User Pools

• Sign-up and sign-in services.
• A built-in, customizable web UI to sign in users.
• Social sign-in with Facebook, Google, and Login with Amazon, as well as sign-in with SAML identity providers from your user pool.
• User directory management and user profiles.
• Security features such as multi-factor authentication (MFA), checks for compromised credentials, account takeover protection, and phone and email verification.
• Customized workflows and user migration through AWS Lambda triggers.

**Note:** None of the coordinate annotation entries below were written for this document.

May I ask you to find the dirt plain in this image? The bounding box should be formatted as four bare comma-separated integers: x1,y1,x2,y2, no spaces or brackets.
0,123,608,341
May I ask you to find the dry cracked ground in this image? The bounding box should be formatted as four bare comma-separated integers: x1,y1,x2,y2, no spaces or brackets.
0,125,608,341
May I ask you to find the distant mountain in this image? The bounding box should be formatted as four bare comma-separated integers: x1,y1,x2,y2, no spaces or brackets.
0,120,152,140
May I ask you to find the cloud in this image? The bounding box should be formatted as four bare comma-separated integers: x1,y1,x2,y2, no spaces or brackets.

After successfully authenticating a user, Amazon Cognito issues JSON web tokens (JWT) that you can use to

• secure and authorize access to your own APIs, or
• exchange for AWS credentials.

Identity Pools

• Identity pools provide AWS credentials to grant your users access to other AWS services.
• To enable users in your user pool to access AWS resources, you can configure an identity pool to exchange user pool tokens for AWS credentials.

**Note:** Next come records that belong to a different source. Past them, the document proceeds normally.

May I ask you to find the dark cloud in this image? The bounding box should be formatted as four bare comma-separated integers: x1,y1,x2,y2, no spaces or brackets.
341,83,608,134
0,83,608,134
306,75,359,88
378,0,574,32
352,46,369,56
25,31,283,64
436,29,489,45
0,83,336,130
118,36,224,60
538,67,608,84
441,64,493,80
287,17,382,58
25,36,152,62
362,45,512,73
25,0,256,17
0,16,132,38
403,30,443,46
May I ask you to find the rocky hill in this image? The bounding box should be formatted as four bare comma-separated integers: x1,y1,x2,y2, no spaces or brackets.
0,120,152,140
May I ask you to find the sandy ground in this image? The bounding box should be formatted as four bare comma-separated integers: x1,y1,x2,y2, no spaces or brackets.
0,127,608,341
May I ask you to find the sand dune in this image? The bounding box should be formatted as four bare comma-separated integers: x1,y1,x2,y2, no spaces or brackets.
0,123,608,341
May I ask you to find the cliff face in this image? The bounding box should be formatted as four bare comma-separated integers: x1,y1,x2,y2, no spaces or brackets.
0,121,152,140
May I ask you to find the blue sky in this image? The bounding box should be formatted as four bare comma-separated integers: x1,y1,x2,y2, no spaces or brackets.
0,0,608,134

External Provider Authflow

Enhanced (Simplified flow)

Identity Pool set up

• When you create an Identity pool, AWS Cognition automatically creates two IAM roles, one for authenticated users and another for unauthenticated users (if you enabled access to unauthenticated users at the time of creation of identity pool). These roles provide full access to Cognito Identity, Cognito Sync and Mobile Analytics services. (Unauthenticated role does not have access to Cognito Identity). Additional polices can be attached to these roles for access to other AWS services.